The other answers here are really great. I'd like to expand on something mentioned in a few of the other answers. Namely using your tooling to help you get a grip on the problem.
Get your compiler warnings under control. Ideally you should have no warnings when building your application. If you don't already have that, then make a concerted effort to address every single warning your compiler is telling you about. I've seen this done with a very large code base with thousands of warnings. It's possible to get under control, even if it seems helpless. Once you are compiling with no warnings, turn on the compiler setting that sets warnings to errors. This will keep you from ever getting anymore compiler warnings committed to your code base because the app just won't build if there are any warnings. And once you've done that, increase the warning level. Each time you increase the warning level, you fix a whole host of bugs just to get your application building again. Once you've done it once, do it again - turn up the warning level and start fixing.
It was mentioned to use a linter or static analyzer. (Examples include clang, PVS-Studio, etc.) I could not agree more. Once you've cleared out compiler warnings, you'll still have a bunch of non-obvious issues. Your code will be semantically correct, but might not be doing what you think. A linter or static analyzer will point out things like, "when this value is less than x, y is null, and this later test fails, and memory is leaked." Fixing these sorts of issues gets you even further than fixing the compiler warnings.

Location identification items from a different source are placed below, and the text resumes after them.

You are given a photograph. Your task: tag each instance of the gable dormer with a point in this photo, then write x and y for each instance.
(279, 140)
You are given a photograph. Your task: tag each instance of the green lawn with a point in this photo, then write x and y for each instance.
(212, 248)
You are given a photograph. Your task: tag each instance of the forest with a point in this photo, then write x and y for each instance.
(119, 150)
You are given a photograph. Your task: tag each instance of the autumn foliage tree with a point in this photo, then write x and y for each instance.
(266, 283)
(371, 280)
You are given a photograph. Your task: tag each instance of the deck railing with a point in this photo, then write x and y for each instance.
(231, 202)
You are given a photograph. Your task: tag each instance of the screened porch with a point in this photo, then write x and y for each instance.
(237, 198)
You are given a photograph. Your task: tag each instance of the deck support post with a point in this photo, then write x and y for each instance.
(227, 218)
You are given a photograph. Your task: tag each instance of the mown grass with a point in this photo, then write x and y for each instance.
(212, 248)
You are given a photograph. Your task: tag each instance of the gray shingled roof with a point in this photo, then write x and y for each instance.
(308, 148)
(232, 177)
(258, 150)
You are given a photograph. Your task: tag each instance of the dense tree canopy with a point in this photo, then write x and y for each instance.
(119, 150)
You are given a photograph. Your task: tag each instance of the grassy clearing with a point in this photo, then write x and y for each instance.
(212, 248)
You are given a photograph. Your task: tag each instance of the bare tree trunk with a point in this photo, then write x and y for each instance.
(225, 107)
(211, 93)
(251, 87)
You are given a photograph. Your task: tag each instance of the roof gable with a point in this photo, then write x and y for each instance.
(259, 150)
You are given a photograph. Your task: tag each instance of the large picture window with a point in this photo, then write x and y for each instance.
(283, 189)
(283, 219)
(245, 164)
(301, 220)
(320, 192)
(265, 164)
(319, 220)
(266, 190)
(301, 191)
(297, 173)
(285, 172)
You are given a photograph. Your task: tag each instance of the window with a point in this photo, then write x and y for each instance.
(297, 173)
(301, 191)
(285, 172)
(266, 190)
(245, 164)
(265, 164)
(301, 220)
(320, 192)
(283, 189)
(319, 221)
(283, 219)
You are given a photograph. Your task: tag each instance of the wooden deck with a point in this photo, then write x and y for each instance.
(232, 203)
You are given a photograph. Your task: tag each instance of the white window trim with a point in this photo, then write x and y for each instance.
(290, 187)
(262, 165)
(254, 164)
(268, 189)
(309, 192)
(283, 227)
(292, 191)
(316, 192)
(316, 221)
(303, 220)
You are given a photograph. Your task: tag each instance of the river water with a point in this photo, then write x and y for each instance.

Leak Detection & Memory Debugging
Additionally, you should use some sort of leak detection and memory debugging tools such as Instruments, Valgrind, mallocdebug, zombies, or whatever's appropriate for your system. They will tell you when you have allocated memory and not freed it, but no other objects are pointing to it. They will tell you when you are trying to access memory that has already been freed. They will tell you when you are accessing memory that was never allocated. They can find issues with writing past the end of an array or other buffer.
There are a host of other tools for every OS that can point out issues either in your code, or while running. Figure out what the biggest issues are for your users, then find a tool that helps analyze that issue and use it.